During a House Financial Services Committee hearing on Wednesday, U.S. Reps. Ann Wagner (R-Mo.) and Warren Davidson (R-Ohio) said they had major concerns over the Securities and Exchange Commission’s use of in-house judges to litigate certain cases, arguing that the judges’ near 100 percent success rate raises red flags about conflicts of interest.
Wagner ripped into Stephanie Avakian, co-director of enforcement at the SEC, expressing concern that these judges are not appointed under Article III of the Constitution, which grants judicial power. She also pointed to a 2015 Wall Street Journal article, which reported that the agency wins 90 percent of the time in its own administrative proceedings.

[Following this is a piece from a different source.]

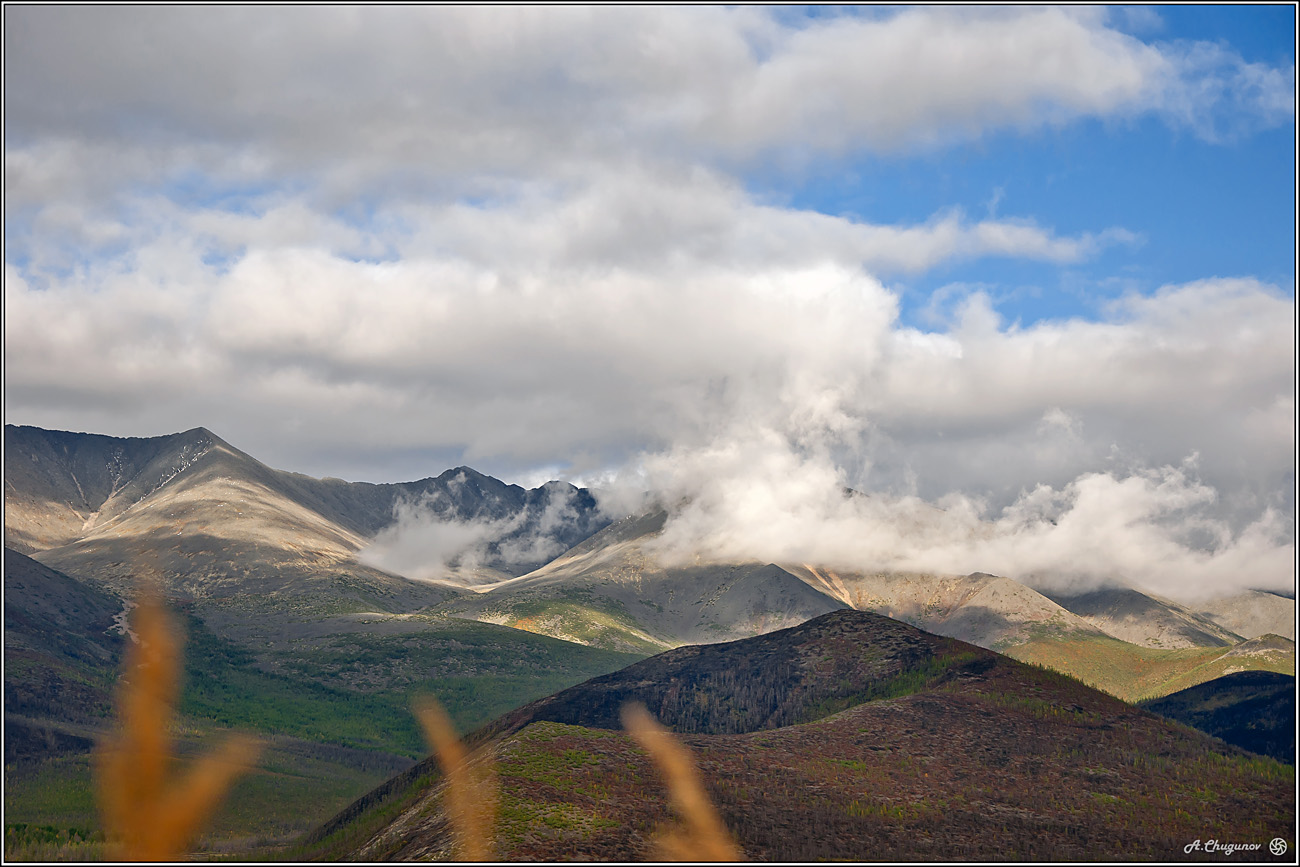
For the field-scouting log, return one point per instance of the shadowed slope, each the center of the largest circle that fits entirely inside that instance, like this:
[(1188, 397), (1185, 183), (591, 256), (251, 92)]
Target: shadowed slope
[(906, 746), (1255, 710)]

“These are complicated issues, and I have great concerns of this overreach of authority, especially given the fact that these are not Article III judges,” Wagner said. “I look forward to working with you and the agency as we go forward to get the most proper outcome concerning these issues.”
“Since we’ve been in this job, which has now been just about a year, the circumstances in which we’ve filed litigation actions as administrative proceedings have been fairly limited,” Avakian said. “And I would say broadly they’ve been limited to circumstances where either the charges that we’re pursuing are only available in the administrative forum, so think ‘failure to supervise of a broker/dealer’—something like that. Or where the principal relief we’re seeking is only available in the administrative forum, so barring someone from being in the securities business or where the person involved is a registered person, like a registered broker/dealer or an investment advisor.”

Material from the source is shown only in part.